Von Barara Hennermann
Meine Güte, was war das für ein Tag gewesen!
Zuerst streikte die Kaffeemaschine und ich musste mir mit einem uralten Rest Nescafe behelfen. Dann wollte mein Auto partout nicht anspringen, weshalb ich zum nahe gelegenen Bahnhof spurtete und gerade noch einen Regio in die Großstadt erwischte.
Eigentlich bin ich schon verrentet, aber manchmal helfe ich in meiner alten Schule im Sekretariat aus, wenn denen die Arbeit über dem Kopf zusammenschwappt, so wie jetzt zum Schuljahresende. Es ist ja auch eine nette Abwechslung in meinem Singledasein und ein paar Euro bringt´s zusätzlich noch.
Viel zu heiß heute, um zur Arbeit zu gehen! Aber es half ja nichts.
Im Seki dann konnten wir den Ventilator nicht anstellen, weil überall lose Blätter mit der organisatorischen Planung für das kommende Schuljahr herumlagen. Dazu lief dann auch noch der Kühlschrank aus, weil die Chefin ihn nicht ordentlich zugedrückt hatte.
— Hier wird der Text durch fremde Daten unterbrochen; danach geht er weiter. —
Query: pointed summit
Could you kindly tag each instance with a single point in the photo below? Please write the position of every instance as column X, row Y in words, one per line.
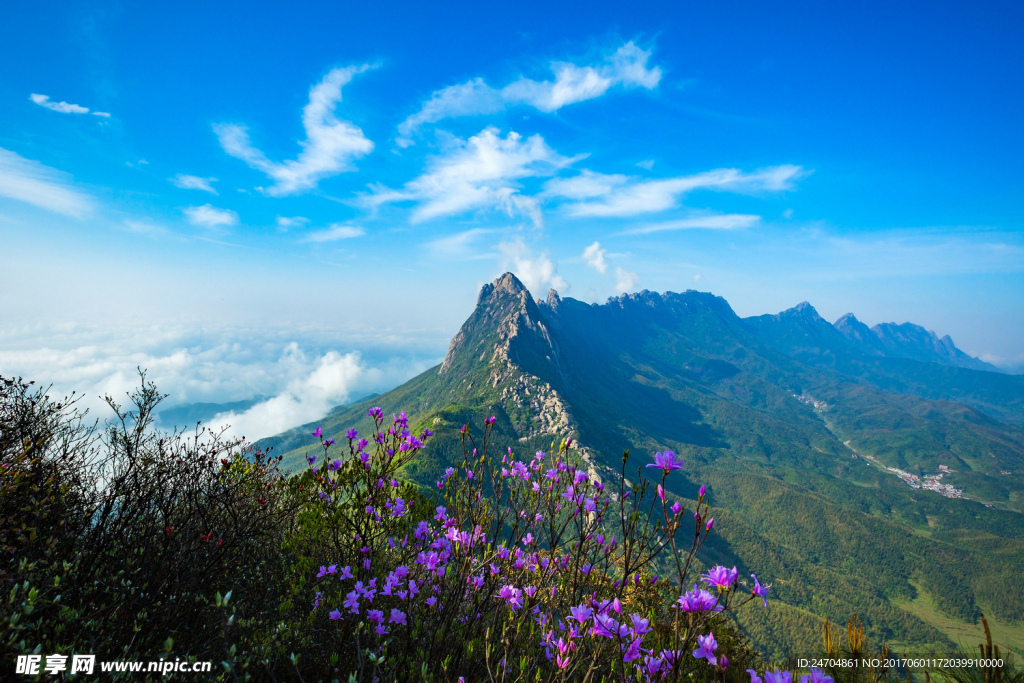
column 506, row 285
column 506, row 326
column 860, row 335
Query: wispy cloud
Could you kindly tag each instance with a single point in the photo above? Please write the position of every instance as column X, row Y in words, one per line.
column 537, row 272
column 725, row 221
column 335, row 232
column 194, row 182
column 210, row 216
column 626, row 67
column 305, row 398
column 462, row 246
column 330, row 146
column 32, row 182
column 594, row 257
column 479, row 173
column 626, row 281
column 285, row 222
column 212, row 365
column 615, row 196
column 64, row 108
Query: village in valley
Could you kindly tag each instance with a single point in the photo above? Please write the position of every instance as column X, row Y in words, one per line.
column 925, row 482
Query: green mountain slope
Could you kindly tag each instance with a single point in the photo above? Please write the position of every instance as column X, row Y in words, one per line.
column 796, row 456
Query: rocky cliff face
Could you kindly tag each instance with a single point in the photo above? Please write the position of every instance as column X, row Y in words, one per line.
column 510, row 335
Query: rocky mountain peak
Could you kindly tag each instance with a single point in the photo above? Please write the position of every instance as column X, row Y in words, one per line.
column 506, row 325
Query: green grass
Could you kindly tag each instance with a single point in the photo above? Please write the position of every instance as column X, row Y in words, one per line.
column 968, row 635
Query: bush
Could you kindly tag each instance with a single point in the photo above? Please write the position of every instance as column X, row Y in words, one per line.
column 117, row 542
column 520, row 569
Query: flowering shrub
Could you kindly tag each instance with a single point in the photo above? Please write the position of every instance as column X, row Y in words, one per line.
column 525, row 568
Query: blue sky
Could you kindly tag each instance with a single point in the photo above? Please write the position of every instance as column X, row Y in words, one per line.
column 252, row 200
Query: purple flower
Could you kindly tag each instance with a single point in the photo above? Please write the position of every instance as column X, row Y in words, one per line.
column 633, row 651
column 761, row 590
column 707, row 649
column 817, row 676
column 720, row 577
column 667, row 462
column 581, row 613
column 697, row 601
column 653, row 665
column 640, row 626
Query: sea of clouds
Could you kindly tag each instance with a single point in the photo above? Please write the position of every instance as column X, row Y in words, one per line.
column 305, row 373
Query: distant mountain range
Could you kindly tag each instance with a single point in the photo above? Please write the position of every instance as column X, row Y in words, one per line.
column 878, row 471
column 803, row 334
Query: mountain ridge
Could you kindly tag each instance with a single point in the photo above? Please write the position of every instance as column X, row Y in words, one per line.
column 802, row 459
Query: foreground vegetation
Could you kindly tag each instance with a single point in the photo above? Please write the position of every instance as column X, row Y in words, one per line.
column 129, row 544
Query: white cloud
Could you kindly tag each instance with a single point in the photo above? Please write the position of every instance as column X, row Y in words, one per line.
column 335, row 232
column 626, row 281
column 305, row 398
column 478, row 173
column 302, row 374
column 64, row 108
column 727, row 221
column 606, row 196
column 627, row 68
column 30, row 181
column 194, row 182
column 330, row 146
column 461, row 246
column 210, row 216
column 538, row 273
column 285, row 222
column 594, row 257
column 142, row 227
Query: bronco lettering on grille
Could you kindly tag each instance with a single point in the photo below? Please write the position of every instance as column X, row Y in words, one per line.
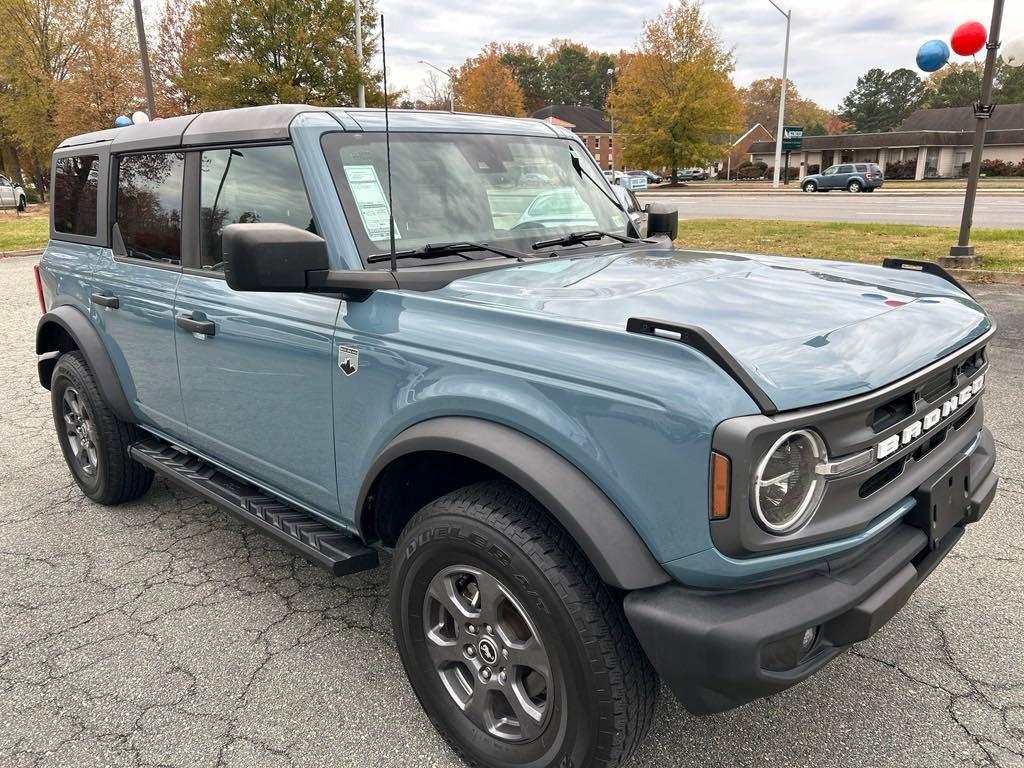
column 932, row 419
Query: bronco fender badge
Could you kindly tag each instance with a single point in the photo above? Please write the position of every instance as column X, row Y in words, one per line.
column 348, row 359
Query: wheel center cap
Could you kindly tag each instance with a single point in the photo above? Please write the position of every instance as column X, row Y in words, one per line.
column 487, row 650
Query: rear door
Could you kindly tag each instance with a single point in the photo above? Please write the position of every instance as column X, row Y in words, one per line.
column 133, row 291
column 257, row 384
column 843, row 176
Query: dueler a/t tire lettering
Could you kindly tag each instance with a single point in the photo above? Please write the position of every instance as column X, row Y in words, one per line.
column 600, row 693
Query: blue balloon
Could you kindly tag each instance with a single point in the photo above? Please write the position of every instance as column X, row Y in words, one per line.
column 933, row 55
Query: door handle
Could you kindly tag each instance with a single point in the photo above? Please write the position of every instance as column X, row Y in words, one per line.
column 189, row 324
column 111, row 302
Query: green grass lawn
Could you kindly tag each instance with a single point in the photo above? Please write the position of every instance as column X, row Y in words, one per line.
column 24, row 231
column 1000, row 250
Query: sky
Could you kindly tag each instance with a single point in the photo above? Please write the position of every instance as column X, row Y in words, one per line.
column 833, row 41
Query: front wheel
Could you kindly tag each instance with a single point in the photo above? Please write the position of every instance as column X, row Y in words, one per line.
column 94, row 441
column 517, row 651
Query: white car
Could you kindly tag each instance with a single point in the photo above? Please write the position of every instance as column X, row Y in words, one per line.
column 11, row 196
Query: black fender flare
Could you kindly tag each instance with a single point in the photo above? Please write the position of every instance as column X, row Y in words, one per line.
column 597, row 525
column 75, row 323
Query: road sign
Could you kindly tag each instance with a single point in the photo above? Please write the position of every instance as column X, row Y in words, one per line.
column 793, row 137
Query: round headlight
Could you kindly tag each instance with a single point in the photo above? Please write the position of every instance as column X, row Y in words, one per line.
column 786, row 487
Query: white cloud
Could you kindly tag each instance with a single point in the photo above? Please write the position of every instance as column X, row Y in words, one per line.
column 833, row 41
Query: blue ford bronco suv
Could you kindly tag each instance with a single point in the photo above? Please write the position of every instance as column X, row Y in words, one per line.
column 595, row 459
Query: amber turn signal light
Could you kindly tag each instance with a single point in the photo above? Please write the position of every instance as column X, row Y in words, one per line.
column 720, row 469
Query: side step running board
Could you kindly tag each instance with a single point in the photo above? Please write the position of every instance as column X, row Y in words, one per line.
column 300, row 531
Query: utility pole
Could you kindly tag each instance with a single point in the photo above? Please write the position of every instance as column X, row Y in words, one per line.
column 144, row 54
column 962, row 255
column 781, row 100
column 360, row 91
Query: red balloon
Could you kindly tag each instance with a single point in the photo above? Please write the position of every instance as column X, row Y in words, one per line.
column 969, row 38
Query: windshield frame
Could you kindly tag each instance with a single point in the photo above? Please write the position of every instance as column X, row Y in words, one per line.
column 331, row 142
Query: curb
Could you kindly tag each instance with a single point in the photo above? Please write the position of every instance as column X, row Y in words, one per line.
column 695, row 192
column 30, row 252
column 985, row 275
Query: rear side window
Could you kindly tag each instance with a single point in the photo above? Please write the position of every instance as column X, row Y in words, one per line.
column 249, row 185
column 75, row 182
column 148, row 205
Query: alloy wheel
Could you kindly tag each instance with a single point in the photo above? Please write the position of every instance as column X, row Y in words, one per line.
column 81, row 431
column 487, row 653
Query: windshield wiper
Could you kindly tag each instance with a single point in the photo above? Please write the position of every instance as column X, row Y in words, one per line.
column 439, row 250
column 576, row 239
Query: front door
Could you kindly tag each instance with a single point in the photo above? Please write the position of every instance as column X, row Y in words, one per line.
column 132, row 294
column 256, row 368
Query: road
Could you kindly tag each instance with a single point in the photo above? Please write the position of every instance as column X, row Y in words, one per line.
column 165, row 633
column 935, row 210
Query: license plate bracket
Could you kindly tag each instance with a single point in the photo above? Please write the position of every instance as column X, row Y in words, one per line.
column 943, row 501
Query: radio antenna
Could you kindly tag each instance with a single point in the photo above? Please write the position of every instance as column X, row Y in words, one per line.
column 387, row 150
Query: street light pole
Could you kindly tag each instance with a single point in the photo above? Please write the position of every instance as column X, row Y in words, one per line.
column 360, row 91
column 144, row 54
column 781, row 100
column 451, row 82
column 963, row 255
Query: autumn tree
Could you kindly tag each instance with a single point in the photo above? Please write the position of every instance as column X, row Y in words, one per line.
column 761, row 105
column 529, row 72
column 172, row 53
column 956, row 84
column 484, row 84
column 249, row 52
column 41, row 45
column 108, row 79
column 881, row 100
column 578, row 76
column 675, row 100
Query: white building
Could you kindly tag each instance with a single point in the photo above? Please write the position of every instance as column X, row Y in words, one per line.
column 938, row 140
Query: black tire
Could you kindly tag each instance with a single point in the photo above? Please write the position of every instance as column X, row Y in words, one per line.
column 598, row 697
column 103, row 470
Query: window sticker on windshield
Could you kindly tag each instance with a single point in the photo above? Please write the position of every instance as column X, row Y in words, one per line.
column 371, row 201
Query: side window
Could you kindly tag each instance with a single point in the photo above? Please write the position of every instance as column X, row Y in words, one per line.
column 248, row 185
column 148, row 205
column 75, row 195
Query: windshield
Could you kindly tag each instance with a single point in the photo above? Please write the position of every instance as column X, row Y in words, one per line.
column 501, row 189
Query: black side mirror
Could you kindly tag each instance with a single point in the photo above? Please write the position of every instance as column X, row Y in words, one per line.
column 270, row 257
column 663, row 219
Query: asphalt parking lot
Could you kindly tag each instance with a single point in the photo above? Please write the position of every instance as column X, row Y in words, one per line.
column 163, row 633
column 931, row 209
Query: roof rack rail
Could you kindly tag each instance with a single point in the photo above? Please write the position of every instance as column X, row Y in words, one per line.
column 702, row 341
column 929, row 267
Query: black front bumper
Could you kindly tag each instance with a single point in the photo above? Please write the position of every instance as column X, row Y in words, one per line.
column 718, row 650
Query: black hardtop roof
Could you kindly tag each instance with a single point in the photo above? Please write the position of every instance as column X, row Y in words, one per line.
column 226, row 126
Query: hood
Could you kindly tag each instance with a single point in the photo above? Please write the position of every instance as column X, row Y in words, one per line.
column 809, row 332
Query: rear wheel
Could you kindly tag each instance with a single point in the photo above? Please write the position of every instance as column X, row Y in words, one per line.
column 93, row 440
column 518, row 652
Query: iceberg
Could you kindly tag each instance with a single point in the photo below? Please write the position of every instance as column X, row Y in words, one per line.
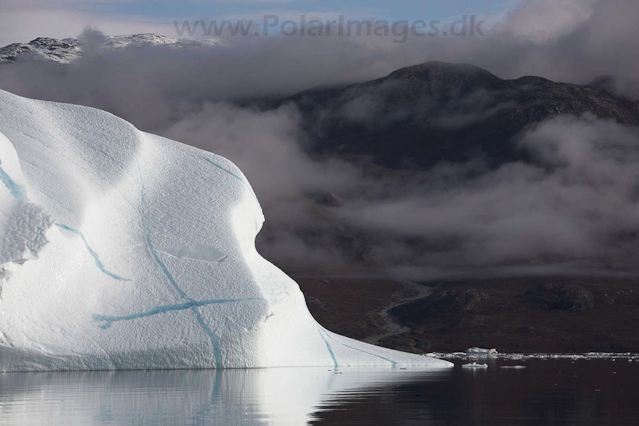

Puh! Ich war echt froh, dass ich jetzt wieder in dem, wenn auch heißen und überfüllten, Zug nach Hause saß! Die nächste Station war schon mein Wohnort. Ich packte meine Tasche und stellte mich im Gang auf, um rasch aus der Tür zu kommen.
Komisch. Wir mussten doch gleich am Ziel sein? Warum bremste der Zug nicht ab? Mir schien fast, als würde er im Gegenteil sogar beschleunigen?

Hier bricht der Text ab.